Each of these law suits is based on a different set of legal issues: Microsoft's allegedly monopolistic practices with respect to its Web browser on one hand, and the company's alleged breach of its Java license on the other. Both cases have reasonable legal arguments and supporters on both sides of the fence. The legal arguments will likely be brandished back and forth in the courts in a minutia-oriented manner that is common for attorneys - battling over the meaning of a preposition here or a comma there, while largely ignoring the underlying intent of agreements in both cases. Some might suggest that the central issue in both of these cases is whether Microsoft should be allowed to own yet another segment of the computer industry, this time the Web.

The action brought by the DOJ asserts, in essence, that Microsoft crossed the line between being fiercely competitive and abusively monopolistic when it tied the installation of its Windows 95 operating system to its browser, Internet Explorer. Sun, meanwhile, argues that Microsoft violated its Java license by not including key portions of the language that would keep the Java platform open and compatible with applications written in non-Microsoft implementations of the language. Again, there are reasonable pro and con arguments in both of these cases - letter-of-the-law arguments the settlement of which the courts were designed for. In both instances, however, there is also an issue of underlying intent. There is also a growing sentiment that Microsoft is twisting the definition of its intent to its own purpose, and doing so with considerable arrogance. The perception of Microsoft's attitude was artfully expressed in a satyrical cartoon by Mike Luckovich of the Atlanta Constitution. The cartoon depicts a Titanic-sized luxury liner labeled "Microsoft" approaching an iceberg labeled "U.S. Govt." The caption: "Crew, Captain Gates. We're approaching an iceberg. On three, drop pants and moon it ..."

While the target of the Luckovich cartoon is obvious, there is also a lesson there for the rest of us, CEOs and system administrators alike.
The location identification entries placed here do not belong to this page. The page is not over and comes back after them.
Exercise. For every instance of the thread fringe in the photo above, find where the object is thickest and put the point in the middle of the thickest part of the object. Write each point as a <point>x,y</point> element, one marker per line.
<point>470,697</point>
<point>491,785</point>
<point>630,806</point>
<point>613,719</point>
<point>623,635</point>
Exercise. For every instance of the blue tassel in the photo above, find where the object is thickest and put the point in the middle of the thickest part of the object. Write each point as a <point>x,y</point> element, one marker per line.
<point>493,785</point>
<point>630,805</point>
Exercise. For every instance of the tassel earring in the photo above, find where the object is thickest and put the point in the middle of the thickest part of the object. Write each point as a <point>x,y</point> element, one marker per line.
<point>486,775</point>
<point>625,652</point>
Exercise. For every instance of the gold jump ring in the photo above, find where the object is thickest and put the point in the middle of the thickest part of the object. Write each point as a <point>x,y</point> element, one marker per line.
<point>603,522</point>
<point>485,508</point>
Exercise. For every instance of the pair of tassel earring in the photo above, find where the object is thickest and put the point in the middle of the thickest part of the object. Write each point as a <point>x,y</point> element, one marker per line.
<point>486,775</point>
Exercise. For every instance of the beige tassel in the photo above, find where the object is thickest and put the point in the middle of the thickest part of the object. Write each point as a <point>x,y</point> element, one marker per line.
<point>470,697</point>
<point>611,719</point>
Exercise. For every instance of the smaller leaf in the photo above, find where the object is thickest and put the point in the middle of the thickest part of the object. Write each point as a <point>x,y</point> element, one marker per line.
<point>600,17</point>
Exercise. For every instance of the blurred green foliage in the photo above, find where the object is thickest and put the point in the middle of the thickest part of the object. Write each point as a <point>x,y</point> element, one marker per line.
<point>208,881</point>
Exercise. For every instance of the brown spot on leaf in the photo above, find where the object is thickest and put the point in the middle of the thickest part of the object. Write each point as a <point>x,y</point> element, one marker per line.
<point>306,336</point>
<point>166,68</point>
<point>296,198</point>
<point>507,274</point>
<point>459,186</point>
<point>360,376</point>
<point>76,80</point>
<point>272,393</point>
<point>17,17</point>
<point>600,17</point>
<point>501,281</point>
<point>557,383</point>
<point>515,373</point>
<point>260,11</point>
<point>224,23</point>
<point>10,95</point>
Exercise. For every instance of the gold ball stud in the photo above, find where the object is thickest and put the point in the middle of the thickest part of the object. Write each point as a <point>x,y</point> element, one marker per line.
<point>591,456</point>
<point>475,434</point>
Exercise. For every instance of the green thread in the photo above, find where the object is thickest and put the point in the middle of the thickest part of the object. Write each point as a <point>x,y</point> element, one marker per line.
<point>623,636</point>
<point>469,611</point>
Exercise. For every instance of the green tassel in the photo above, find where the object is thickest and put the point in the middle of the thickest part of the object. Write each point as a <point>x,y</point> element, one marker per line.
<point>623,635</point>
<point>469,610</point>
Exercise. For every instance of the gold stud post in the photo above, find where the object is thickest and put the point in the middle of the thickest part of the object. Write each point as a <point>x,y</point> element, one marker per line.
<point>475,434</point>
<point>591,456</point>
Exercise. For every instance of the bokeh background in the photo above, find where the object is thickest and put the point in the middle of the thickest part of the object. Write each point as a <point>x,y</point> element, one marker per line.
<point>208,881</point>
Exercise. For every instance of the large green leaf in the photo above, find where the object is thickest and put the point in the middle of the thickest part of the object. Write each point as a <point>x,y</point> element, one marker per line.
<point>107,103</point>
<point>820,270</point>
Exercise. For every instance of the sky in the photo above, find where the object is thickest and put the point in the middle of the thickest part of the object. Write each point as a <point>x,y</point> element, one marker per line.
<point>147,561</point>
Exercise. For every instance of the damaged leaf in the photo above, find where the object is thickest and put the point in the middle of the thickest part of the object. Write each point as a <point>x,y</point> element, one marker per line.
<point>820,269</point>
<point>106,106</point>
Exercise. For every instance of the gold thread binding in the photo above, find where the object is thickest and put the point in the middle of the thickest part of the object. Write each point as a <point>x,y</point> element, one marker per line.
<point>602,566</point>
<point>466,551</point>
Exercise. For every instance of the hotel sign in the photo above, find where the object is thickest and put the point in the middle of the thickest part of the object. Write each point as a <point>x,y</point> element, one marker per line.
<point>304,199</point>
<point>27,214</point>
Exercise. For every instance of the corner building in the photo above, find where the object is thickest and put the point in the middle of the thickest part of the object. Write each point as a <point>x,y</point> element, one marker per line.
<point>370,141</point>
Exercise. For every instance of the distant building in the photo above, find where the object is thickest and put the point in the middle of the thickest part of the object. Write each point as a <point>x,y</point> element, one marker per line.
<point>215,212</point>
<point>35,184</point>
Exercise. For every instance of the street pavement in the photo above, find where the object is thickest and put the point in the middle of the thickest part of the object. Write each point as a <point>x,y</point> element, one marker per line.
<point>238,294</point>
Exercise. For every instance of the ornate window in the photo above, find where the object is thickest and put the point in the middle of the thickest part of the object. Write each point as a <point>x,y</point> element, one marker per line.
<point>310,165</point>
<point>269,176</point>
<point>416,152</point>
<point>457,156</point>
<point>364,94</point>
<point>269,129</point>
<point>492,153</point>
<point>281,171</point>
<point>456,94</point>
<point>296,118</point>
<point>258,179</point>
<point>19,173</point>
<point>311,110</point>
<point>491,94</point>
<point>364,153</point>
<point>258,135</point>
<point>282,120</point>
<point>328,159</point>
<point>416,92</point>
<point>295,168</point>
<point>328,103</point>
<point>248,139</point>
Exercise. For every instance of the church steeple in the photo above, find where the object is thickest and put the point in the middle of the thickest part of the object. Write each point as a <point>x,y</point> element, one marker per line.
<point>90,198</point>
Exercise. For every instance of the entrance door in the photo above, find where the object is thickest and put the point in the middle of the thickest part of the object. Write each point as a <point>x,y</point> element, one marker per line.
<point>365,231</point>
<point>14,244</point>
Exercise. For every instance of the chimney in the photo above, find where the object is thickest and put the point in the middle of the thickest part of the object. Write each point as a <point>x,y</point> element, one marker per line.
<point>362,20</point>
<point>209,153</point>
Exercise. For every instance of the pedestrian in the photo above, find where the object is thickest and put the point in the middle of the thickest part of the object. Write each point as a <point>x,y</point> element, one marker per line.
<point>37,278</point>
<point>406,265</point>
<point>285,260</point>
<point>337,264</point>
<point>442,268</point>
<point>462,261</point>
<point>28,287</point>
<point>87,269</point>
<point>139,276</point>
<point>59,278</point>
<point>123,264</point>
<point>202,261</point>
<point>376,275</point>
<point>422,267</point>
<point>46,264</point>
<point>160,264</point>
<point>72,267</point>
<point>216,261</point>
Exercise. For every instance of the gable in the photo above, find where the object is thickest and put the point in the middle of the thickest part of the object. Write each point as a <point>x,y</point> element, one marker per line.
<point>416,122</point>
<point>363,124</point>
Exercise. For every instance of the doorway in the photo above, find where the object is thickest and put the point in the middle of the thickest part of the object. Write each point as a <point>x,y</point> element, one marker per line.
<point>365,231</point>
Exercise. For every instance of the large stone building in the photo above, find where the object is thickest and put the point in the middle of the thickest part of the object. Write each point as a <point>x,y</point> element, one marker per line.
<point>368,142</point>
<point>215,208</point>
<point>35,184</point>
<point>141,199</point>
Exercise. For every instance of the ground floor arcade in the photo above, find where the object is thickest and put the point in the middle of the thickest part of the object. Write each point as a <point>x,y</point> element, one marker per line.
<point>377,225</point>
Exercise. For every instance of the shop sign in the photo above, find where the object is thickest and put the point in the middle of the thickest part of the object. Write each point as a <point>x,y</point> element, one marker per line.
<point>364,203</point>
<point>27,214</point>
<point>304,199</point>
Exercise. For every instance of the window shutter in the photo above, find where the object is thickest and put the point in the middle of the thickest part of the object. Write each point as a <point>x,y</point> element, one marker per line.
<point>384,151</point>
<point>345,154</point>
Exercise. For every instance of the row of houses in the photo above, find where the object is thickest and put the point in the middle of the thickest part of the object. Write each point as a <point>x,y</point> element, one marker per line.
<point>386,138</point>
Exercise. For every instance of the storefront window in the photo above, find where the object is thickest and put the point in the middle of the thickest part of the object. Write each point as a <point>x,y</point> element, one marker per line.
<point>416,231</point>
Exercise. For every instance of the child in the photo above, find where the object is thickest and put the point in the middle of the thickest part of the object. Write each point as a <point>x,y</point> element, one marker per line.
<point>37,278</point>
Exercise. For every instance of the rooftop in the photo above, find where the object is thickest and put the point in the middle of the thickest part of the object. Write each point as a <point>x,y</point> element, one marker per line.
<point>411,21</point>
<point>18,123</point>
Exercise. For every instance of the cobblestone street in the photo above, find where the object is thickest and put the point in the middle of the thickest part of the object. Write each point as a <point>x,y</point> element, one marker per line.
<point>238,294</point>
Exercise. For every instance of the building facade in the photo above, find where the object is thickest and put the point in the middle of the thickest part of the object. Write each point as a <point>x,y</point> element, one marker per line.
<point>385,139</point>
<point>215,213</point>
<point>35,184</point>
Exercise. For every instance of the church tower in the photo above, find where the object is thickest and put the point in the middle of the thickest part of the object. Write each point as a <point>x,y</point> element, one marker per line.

People around the world tolerate, or even admire, the strong personalities of individuals with conviction, and there is more than one strong personality in the computer industry. The appearance of self-serving arrogance, however, is another matter. Should we, as system administrators, care which browser visitors to our Web sites use? No. Should we tune our systems so that only browsers resident on open, standards-based UNIX clients can access our sites? Similarly, no. To do so, while consistent with the precise definition of the advocacy of openness, would be arrogant, unproductive, and counter to the intent of open standards.